Can you correct Calvin's mistake?

By Ceva's Theorem the segments $AP$ , $BQ$ , $CR$ meet at a point if and only if:

$\dfrac{AR}{RB} \cdot \dfrac{BP}{PC} \cdot \dfrac{CQ}{QA} = 1$

Since $AP$ is a median, $BP = PC$ and we get $\dfrac{AR}{RB}\cdot\dfrac{CQ}{QA} = 1$ .

Now let the unknown lengths $BC, CA$ be $a, b$ , respectively. Since $CR$ is the angle bisector from $C$ , we have $\dfrac{AR}{RB} = \dfrac{AC}{CB} = \dfrac{b}a$ , and thus $\dfrac{b}a \cdot \dfrac{CQ}{QA} = 1$ .

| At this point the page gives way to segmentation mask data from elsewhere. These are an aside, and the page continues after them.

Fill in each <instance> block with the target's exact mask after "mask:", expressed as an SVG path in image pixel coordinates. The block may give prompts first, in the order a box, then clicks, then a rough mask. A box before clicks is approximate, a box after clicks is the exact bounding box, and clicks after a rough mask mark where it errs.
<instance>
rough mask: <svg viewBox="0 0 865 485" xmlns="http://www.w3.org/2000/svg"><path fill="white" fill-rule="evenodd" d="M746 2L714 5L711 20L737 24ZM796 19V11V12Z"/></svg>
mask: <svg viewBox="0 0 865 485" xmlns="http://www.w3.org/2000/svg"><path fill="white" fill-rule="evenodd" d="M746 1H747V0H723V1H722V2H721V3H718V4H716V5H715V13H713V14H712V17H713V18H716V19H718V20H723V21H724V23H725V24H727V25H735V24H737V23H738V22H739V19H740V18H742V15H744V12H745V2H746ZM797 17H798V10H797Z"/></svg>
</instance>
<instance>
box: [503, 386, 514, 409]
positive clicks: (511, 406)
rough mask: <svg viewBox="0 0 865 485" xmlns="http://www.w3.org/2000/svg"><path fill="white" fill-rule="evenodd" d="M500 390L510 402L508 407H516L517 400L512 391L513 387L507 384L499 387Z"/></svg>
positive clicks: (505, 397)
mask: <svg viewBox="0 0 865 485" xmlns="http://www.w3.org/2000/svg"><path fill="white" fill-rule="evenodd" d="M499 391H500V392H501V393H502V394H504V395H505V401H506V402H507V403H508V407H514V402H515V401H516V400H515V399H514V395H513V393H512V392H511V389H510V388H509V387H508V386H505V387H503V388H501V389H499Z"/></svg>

On the other hand, $CQ+QA = b$ and combining the last two equations soon leads to $CQ = \dfrac{ab}{a+b}, QA = \dfrac{b^2}{a+b}$ . Now we use that $BQ$ is an altitude, so that by Pythagoras'Theorem, $BC^2 - CQ^2 = AB^2 - QA^2$ which leads to:

$(a-13)(a+13)(a+b) = b^2(a-b)$

Now, we need to find a solution to this equation in positive integers $a,b$ so that there exists a triangle with sides $13, a, b$ , and $13, a, b$ are all distinct. Note that any prime factor, $p$ , of $a + b$ must be a factor of $b^2(a-b)$ and hence such a prime must divide either $b$ or $a-b$ . This suggests that $a$ and $b$ might have common factors. On the other hand, if $p$ is a common factor of $a$ and $b$ , then $p^3$ divides $b^2(a-b) = (a-13)(a+13)(a+b)$ and unless $p = 13$ (which is easily seen to be impossible) $p$ cannot divide $a-13$ or $a + 13$ , so that $p^3$ divides $a +b$ .

This suggests that the common factors of $a$ and $b$ cannot be too large!

Specifically, if we try $p = 3$ , we need $27$ to divide $a + b$ . Let us try $a+b =27, a = 3x, b = 27-3x$ . Substituting this into our equation yields:

$(3x-13)(3x+13) = (9-x)^2(2x-9)$

which is correct for $x=4$ . Thus, $a=12, b=15$ is a solution and its unique.

Therefore $a+b=12+15=\boxed{27}$ .